Ann Gastroenterol Surg. 2026 Feb 26;10(4):1231-1238. doi: 10.1002/ags3.70198. eCollection 2026 Jul.

ABSTRACT

BACKGROUND: Despite improvements in surgical techniques and perioperative management, the incidence of postoperative surgical site infection after pancreatoduodenectomy remains high. This study aim to assess whether broad-spectrum antibiotic prophylaxis can reduce complications after pancreatoduodenectomy compared with standard care antibiotics.

METHODS: Data of patients who underwent pancreatoduodenectomy between July 2010 and March 2022 were extracted from a nationwide Japanese inpatient database. First- and second-generation cephalosporins were designated as narrow-spectrum, and third- and fourth-generation cephalosporins and piperacillin-tazobactam as broad-spectrum antibiotics. Patients who received either narrow- or broad-spectrum antibiotics on the day of surgery were included in the analysis. Using propensity-score stabilized inverse probability of treatment weighting, the postoperative complications were compared between patients who received antimicrobial prophylaxis with narrow-spectrum antibiotics versus broad-spectrum antibiotics.

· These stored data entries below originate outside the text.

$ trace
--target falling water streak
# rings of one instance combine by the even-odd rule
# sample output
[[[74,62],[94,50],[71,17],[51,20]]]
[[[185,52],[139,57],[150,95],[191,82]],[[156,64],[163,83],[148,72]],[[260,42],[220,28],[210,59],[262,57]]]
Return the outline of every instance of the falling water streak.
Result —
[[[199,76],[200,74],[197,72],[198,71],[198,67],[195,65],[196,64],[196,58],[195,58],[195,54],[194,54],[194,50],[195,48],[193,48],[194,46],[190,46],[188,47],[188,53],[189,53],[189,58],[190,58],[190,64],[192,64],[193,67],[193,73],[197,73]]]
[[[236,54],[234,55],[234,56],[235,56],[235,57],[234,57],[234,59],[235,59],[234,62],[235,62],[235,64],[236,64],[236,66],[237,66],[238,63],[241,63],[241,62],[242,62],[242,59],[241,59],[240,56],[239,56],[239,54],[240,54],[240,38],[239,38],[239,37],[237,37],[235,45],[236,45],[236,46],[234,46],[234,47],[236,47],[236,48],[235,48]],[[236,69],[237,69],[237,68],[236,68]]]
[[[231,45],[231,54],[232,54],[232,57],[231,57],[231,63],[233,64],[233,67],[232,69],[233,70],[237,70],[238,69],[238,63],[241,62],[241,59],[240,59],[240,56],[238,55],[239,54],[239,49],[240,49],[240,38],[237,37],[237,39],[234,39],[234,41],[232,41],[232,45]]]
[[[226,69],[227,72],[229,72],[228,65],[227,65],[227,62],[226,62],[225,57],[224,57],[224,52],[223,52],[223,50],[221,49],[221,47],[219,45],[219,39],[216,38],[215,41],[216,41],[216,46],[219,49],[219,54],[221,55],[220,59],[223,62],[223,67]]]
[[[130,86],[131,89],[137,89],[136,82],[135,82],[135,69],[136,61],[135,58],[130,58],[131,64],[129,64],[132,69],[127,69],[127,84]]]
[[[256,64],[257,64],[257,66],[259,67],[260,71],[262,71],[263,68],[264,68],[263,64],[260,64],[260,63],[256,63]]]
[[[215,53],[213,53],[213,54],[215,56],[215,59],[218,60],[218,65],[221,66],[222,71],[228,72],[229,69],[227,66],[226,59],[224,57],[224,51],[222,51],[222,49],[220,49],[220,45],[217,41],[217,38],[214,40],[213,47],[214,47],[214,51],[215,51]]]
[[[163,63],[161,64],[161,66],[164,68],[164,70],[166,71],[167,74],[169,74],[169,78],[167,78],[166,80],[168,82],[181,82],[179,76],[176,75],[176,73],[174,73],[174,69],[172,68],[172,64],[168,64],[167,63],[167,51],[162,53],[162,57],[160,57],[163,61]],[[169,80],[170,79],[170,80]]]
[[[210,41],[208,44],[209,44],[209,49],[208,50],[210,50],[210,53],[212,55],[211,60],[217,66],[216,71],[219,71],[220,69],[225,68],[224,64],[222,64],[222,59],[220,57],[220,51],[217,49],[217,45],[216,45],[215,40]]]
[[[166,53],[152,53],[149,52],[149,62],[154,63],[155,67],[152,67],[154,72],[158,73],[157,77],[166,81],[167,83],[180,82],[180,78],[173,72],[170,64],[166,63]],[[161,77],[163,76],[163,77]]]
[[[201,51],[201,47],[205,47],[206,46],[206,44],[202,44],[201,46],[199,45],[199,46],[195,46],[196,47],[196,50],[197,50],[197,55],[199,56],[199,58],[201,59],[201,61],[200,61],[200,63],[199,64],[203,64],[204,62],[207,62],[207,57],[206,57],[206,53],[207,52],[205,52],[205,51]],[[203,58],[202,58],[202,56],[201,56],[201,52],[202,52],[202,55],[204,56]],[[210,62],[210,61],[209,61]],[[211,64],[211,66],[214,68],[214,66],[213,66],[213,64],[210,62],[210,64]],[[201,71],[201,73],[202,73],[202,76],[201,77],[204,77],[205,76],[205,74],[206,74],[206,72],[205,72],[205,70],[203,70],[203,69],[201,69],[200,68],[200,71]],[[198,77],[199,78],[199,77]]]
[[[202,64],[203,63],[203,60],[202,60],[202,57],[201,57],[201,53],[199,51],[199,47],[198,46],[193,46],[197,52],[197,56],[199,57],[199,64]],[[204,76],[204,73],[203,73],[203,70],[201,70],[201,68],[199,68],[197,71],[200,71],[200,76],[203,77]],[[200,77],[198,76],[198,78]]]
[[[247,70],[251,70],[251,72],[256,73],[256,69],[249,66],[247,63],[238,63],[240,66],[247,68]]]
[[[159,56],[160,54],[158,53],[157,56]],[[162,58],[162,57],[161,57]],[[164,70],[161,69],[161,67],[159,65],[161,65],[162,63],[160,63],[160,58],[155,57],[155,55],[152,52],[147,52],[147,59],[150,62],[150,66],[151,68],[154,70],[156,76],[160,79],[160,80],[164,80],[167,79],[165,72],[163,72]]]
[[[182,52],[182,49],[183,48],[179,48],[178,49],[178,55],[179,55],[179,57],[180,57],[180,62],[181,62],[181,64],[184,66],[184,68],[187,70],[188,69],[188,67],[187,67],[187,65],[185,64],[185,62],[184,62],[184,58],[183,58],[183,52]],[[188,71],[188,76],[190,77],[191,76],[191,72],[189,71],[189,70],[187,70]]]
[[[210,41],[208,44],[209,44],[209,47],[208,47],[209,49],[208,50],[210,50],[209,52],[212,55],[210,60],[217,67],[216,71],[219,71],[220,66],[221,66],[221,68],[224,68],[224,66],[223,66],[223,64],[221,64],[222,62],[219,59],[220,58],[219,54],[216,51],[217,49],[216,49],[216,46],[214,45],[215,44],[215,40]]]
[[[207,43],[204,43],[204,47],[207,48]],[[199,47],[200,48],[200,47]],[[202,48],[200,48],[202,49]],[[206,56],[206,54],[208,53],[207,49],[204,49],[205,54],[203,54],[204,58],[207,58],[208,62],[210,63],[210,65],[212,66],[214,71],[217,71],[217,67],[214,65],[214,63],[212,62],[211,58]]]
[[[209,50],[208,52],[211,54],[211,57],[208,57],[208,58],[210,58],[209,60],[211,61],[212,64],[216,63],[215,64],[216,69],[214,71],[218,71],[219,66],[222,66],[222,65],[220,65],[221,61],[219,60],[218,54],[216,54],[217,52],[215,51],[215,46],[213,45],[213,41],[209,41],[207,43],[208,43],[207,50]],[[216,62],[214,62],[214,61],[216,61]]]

RESULTS: From among 45 099 eligible patients, 36 742 (81.5%) and 8357 (18.5%) patients received narrow- and broad-spectrum antibiotics, respectively. After stabilized inverse probability of treatment weighting, the use of broad-spectrum antibiotics bore a significant association with the reduction in intra-abdominal infections [risk difference (RD), -7.4; 95% confidence interval (CI), -8.7 to -6.0], postoperative pancreatic fistula (RD, -3.0; 95% CI, -4.0 to -1.9), post-pancreatectomy hemorrhage (RD, -1.5; 95% CI, -1.9 to -1.1). The use of broad-spectrum antibiotics was also associated with a shorter postoperative length of hospital stay and lower total hospitalization costs. The proportion of Clostridioides difficile infection did not differ between the groups.

CONCLUSIONS: The administration of broad-spectrum antibiotics as antimicrobial prophylaxis was associated with better in-hospital postoperative outcomes compared with narrow-spectrum in patients undergoing pancreatoduodenectomy.